C’est le début de la négociation, dans la mesure où lorsqu’il dit ne pas se sentir libre de choisir s’il veut ou non compléter la démarche, nous constatons qu’il est plutôt en train de contraindre l’intervenante à statuer sur un enjeu relationnel (soit, son sentiment de déception) pour lui donner une raison de ne pas compléter la démarche (c.-à-d. de se désengager). On peut alors faire l’hypothèse qu’il rejette la responsabilité sur une dynamique extrinsèque (la relation d’intervention) plutôt que d’attribuer ses décisions de manière intrinsèque (à ses propres processus cognitifs autonomes). C’est ainsi qu’il impose à l’intervenante de statuer sur ce qu’il devrait faire, en fonction de ce qu’elle décide. Ce à quoi elle répond : « On est ici pour qui

aujourd’hui Michel? Est-ce qu’on est là pour moi ou on est là pour toi? » (Cécile_2 : 19). Cette

question rhétorique, qui vise à affirmer qu’il est l’acteur principal de la démarche, sert d’outil à Cécile pour refuser la posture de dépendance dans laquelle il la place. Elle passe par contre à côté du fait qu’elle est, elle aussi, une actrice centrale de la démarche.
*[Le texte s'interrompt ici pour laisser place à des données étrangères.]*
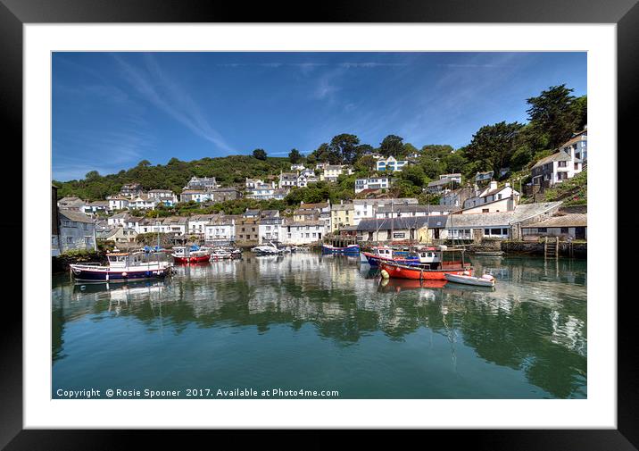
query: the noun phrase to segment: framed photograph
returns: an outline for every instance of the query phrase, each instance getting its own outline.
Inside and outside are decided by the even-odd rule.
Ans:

En effet, nous avons vu dans le chapitre précédent que les professionnelles portent sur leurs épaules un ensemble de responsabilités qui les amènent à prendre certaines décisions quant aux services qu’elles offrent, mais aussi selon quelles contraintes elles doivent le faire. Ce qui, inévitablement, influence leurs attitudes par rapport aux personnes qu’elles accompagnent. Elles mobilisent leur pouvoir pour moduler l’engagement de la personne accompagnée. Elles tentent de les persuader de s’engager dans les démarches qu’elles jugent pertinentes, en leur offrant d’abord du soutien ou de l’attention, qui servent ensuite de levier d’activation. Mais les stratégies qu’elles mobilisent font aussi écho chez les personnes qu’elles accompagnent, qui marchandent leur indépendance en extériorisant la responsabilité des démarches à accomplir, les plaçant sur les épaules des professionnelles ou les enracinant dans des enjeux relationnels.